憎悪教育は実際に存在するのか
昨日、深圳での日本の学童の殺害と憎悪教育をテーマにしたスペースを聞きました。中年の男性が登場し、「あなたたちは憎悪教育についてよく言うが、私たちには憎悪教育があるのか?私たちは侵華日軍の罪をありのままに述べているだけで、これも憎悪教育にあたるのか?」と言いました。

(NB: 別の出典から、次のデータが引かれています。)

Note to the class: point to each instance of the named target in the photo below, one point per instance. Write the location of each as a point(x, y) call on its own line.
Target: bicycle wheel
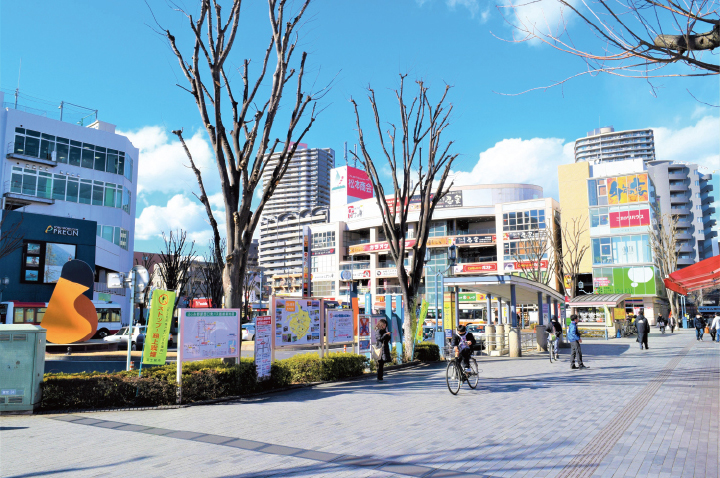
point(474, 376)
point(453, 377)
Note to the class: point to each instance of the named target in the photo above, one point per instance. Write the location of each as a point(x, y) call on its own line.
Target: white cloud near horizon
point(535, 161)
point(164, 166)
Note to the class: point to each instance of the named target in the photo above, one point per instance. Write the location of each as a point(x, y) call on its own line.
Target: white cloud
point(516, 160)
point(180, 212)
point(163, 164)
point(698, 143)
point(535, 161)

もちろん、これは憎悪教育にはあたりません。一つの民族には自らの歴史の物語があります。近代以前、中国人は民族国家の観念を持っておらず、普通の中国人は一生のうちに最も遠くへ行っても県城までで、ほとんどの時間を家で農業をして過ごしていました。「中国」という概念は歴史的には文化的なものであり、蛮夷と中国の間には変換の開放性がありました。「諸侯が夷礼を用いれば夷とし、中国に進むと中国とする」というように。近代以降、一連の外族の侵入によって中華民族という概念が形成されました。他者が現れることで、初めて自分が自分であることを知るのです。日本が中国を侵略していた時、ある本(タイトルは忘れました)が編纂され、中国が歴史上何度も外族に支配されてきたことを考察し、自らが中国を支配することも不可能ではないと証明しようとしました。そして、中国人が最後まで抵抗したのは、清末以来、中国がすでに民族国家に変わっていたからであり、外族の支配を決して受け入れないからです。もちろん、中華民族の認識の形成には過程があり、例えば孫中山が最初の「鞑虏を追い出し、中華を復興する」から後の「五族共和」へと変わったことがその一例です。侵華戦争は中華民族の観念の形成を大いに促進しました。《人類の歴史》では、人間と動物の最大の違いは、人間が存在しないものを想像し、想像上の共同体を構築できることであり、これにより地域を超えた大規模な協力が可能になるとされています。国家、通貨、法人、民族などは、すべて想像された存在しないものです。したがって、自民族の歴史の物語を教えることは非常に重要です。日本の侵華戦争を教えなければ、中華民族という概念も構築できないと言えるでしょう。
—問題は、歴史的事件の因果関係の要約には大きな解釈の余地があることです。例えば、教師が生徒に日本が侵華戦争を起こした動機を教える際に、明治以降の日本の思想の変遷や武士階級の処遇、ファシズム思想の形成について紹介するのでしょうか?制度設計の失敗が軍部の暴走を招き、国家を掌握するに至った経緯を紹介するのでしょうか?穏健な首相の抵抗についても触れるのでしょうか?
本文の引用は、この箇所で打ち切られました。